The Roaring Girl, written by Thomas Middleton and Thomas Dekker, is a fictional dramatization of the life of Mary Frith, a 17th-century virago who earned a living as a pickpocket and dressed in men's clothing. First published in 1611, The Roaring Girl presents the character of Moll, a reformed thief, labelled a whore by society for her behaviour which challenged and transgressed gender roles prescribed by society.
Facts about Moll:
1. Dubbed the 'Governess of London's underworld', Mary Frith was also known as Moll Cutpurse. Moll was a common name for a young woman of disreputable character. Cutpurse referred to Mary's reputation as a thief who would cut purses to steal their contents.
2. Working as a fence and a pimp, Moll Cutpurse wore men's clothing and frequented taverns and tobacco shops. Said to be the first woman in England to smoke tobacco, Moll wore a doublet and loose breeches in public, and smoked a pipe. At the time, women who dressed as men were considered to be 'sexually riotous and uncontrolled'.

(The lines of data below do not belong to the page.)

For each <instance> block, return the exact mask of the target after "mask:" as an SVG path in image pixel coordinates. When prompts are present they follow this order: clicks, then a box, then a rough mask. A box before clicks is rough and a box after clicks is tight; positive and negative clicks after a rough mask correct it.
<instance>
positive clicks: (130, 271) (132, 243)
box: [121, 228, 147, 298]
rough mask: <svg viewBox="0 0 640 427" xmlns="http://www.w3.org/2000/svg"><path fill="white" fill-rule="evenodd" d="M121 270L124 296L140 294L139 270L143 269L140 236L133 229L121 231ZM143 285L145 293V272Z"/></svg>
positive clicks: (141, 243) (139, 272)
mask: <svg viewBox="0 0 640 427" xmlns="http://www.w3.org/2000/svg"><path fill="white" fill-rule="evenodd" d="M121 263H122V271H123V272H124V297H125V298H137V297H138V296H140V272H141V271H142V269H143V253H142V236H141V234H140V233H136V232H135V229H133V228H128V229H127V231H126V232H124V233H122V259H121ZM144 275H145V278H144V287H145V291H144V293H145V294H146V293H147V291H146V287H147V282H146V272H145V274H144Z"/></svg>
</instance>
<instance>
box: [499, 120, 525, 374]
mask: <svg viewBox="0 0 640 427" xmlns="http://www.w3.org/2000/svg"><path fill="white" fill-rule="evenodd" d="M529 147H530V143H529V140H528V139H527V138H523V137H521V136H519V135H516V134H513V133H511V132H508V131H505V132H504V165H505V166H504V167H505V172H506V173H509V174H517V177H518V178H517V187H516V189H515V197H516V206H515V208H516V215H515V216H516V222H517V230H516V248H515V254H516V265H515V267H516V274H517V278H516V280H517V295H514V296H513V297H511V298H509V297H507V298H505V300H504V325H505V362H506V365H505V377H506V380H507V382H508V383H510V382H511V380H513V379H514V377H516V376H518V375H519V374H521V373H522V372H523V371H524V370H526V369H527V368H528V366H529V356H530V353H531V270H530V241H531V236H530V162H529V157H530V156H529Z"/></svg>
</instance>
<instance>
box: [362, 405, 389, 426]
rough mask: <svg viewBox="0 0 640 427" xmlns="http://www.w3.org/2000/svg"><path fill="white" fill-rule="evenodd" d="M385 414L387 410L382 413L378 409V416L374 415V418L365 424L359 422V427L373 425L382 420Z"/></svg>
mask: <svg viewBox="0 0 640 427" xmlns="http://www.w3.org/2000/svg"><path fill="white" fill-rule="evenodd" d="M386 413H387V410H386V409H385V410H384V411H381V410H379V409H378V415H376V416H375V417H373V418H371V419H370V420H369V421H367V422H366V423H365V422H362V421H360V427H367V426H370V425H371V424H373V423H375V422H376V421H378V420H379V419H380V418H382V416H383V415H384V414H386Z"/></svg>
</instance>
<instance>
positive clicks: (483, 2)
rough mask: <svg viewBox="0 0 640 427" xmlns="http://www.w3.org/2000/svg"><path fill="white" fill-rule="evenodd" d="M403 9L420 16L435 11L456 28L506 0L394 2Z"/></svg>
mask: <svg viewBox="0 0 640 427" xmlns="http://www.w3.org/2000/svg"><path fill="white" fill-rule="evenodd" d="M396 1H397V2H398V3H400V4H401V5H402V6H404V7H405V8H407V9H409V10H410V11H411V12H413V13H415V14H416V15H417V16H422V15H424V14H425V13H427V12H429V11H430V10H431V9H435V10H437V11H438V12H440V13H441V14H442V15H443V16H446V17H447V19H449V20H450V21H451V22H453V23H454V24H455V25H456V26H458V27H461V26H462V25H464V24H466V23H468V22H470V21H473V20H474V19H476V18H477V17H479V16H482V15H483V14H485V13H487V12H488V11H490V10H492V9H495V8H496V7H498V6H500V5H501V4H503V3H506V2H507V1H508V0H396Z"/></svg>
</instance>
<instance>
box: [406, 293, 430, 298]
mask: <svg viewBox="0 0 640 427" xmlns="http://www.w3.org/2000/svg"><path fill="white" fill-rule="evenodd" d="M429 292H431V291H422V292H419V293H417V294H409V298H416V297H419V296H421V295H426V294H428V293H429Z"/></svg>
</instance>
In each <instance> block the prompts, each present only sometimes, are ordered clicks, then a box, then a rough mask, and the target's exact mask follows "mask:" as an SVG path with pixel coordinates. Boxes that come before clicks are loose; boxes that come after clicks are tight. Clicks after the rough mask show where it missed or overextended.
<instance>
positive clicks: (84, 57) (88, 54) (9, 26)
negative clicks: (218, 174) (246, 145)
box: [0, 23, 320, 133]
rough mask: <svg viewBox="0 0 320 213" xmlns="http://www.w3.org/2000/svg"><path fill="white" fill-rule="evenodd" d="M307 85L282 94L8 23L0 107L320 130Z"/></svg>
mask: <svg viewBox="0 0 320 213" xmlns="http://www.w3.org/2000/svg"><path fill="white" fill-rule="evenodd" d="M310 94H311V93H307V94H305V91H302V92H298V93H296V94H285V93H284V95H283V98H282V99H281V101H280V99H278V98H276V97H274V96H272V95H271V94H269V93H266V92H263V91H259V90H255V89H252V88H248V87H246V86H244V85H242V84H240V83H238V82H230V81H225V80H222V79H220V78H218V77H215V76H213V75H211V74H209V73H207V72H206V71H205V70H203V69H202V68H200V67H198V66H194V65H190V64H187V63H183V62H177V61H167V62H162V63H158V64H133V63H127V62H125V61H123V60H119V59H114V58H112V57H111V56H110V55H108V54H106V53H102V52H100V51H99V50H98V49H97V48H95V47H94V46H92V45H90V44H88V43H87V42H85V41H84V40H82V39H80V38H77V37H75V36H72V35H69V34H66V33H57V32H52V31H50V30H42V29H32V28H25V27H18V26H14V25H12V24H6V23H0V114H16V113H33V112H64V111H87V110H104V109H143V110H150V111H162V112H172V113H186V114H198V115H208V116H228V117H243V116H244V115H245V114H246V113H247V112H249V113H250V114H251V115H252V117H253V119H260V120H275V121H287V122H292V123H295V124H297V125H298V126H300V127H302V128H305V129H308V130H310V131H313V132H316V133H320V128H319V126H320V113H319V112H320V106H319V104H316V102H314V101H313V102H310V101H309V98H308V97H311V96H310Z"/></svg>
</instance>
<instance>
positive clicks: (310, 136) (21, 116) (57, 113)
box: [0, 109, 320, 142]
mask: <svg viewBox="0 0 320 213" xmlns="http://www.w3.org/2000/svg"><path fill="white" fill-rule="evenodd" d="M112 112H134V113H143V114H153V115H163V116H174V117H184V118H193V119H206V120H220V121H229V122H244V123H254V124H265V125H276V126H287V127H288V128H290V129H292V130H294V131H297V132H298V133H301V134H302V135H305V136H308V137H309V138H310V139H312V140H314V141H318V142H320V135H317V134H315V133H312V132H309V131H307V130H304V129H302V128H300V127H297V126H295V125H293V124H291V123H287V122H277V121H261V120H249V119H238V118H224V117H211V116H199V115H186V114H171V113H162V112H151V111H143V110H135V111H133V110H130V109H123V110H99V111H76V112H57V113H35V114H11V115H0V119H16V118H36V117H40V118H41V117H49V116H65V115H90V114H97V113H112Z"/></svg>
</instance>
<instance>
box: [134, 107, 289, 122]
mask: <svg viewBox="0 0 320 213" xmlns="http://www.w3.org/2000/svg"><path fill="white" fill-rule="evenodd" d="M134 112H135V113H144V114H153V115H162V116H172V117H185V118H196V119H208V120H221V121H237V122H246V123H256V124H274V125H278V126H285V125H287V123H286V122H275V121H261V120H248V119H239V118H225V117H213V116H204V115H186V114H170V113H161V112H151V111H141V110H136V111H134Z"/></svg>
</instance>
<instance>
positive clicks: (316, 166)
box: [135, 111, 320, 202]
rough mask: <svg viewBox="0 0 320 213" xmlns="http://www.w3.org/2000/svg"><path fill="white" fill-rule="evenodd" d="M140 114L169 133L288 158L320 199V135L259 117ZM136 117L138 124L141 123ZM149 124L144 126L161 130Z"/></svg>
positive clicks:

3. She performed regularly at the Fortune Playhouse, during a time when women performing in public defied convention. On stage, she bantered with the audience, played the lute and sang obscene songs.
4. In 1600, Moll first got in to trouble with the law when she was arrested for stealing purses. According to records, Moll was burned on her hand four times, which was a common punishment for thieves.
5. Mary was arrested on 25 December 1611 for being dressed 'indecently' and was accused of prostitution. She was charged with immodest behaviour, and required to do a penance for her 'evil living'.
6. Moll also served as an arbitrator in disputes between thieves.
7. In her capacity as a pimp, not only did she procure young women for men, she also provided male prostitutes to female clients. In one instance, she enlisted the 'bored wife' of an 'ordinary citizen' to be the mistress of a string of noblemen. On her death bed, the wife revealed to her husband and 12 children the identities of their respective fathers. The disgruntled husband complained to Moll, who bribed the fathers to support their children.
8. Moll lived in a house full of mirrors on Fleet Street with three maids. Upon her death, Moll left significant amounts of money to her three female servants.
9. She kept parrots, bred mastiffs and rode a dancing horse.
10. Moll was declared 'cured of insanity' by Bethlem Hospital in London in 1644, most likely after receiving a brutal and painful procedure. These so-called 'cures' often consisted of forms of mutilation to the skull, which usually caused brain damage.
11. A staunch supporter of King Charles I, Moll plotted to embezzle money from Oliver Cromwell's government.
12. In her later life, Moll contracted dropsy, which began with the swelling of her stomach. Moll considered this a punishment for her rejection of the conventional maternal role. She died in 1659, aged 74.